A deep network-based model of hippocampal memory functions under normal and Alzheimer's disease conditions

Affiliations

A deep network-based model of hippocampal memory functions under normal and Alzheimer's disease conditions

Tamizharasan Kanagamani et al. Front Neural Circuits. .

Abstract

We present a deep network-based model of the associative memory functions of the hippocampus. The proposed network architecture has two key modules: (1) an autoencoder module which represents the forward and backward projections of the cortico-hippocampal projections and (2) a module that computes familiarity of the stimulus and implements hill-climbing over the familiarity which represents the dynamics of the loops within the hippocampus. The proposed network is used in two simulation studies.
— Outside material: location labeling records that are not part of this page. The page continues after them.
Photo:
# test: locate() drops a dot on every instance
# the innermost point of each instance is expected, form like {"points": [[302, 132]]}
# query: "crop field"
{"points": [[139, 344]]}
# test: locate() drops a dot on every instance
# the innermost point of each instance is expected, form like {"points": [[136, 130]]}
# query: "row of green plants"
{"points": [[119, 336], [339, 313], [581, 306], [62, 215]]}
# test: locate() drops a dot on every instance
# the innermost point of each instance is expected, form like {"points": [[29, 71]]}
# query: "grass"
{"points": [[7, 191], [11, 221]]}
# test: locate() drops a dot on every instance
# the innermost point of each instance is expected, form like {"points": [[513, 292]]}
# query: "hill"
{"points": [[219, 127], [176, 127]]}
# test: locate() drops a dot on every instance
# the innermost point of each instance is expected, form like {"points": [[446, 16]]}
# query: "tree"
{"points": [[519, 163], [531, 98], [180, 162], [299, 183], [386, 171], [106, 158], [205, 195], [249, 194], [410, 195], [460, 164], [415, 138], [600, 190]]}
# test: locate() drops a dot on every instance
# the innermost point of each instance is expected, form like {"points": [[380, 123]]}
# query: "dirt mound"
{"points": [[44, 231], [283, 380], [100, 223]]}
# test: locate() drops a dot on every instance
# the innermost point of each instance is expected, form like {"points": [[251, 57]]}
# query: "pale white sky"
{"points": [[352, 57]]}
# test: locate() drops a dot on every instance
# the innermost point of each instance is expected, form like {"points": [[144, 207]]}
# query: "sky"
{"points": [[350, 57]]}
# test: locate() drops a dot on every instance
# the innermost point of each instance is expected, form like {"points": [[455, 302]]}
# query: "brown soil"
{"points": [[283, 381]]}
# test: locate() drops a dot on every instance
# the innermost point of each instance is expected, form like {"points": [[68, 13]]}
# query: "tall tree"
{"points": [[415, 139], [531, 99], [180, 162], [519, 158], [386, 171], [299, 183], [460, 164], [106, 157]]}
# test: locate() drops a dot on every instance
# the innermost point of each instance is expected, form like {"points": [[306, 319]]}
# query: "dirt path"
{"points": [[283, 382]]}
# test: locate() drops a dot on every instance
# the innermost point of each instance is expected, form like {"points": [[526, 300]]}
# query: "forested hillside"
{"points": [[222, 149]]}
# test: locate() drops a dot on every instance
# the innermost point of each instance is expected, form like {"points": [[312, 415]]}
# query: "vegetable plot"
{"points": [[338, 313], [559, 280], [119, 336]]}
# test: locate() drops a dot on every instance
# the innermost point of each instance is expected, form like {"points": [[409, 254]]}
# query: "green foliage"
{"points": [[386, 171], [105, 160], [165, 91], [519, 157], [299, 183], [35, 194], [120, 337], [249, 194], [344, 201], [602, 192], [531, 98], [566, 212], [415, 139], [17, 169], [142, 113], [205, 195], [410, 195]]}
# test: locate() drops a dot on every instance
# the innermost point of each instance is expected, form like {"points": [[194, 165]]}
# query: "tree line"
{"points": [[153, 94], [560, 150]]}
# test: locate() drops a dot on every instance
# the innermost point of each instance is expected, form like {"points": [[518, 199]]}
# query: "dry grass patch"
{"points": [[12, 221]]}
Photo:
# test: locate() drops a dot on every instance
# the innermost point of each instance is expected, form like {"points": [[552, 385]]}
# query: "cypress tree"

In the first part of the study, the network is used to simulate image pattern completion by autoassociation under normal conditions. In the second part of the study, the proposed network is extended to a heteroassociative memory and is used to simulate picture naming task in normal and Alzheimer's disease (AD) conditions. The network is trained on pictures and names of digits from 0 to 9. The encoder layer of the network is partly damaged to simulate AD conditions. As in case of AD patients, under moderate damage condition, the network recalls superordinate words ("odd" instead of "nine"). Under severe damage conditions, the network shows a null response ("I don't know"). Neurobiological plausibility of the model is extensively discussed.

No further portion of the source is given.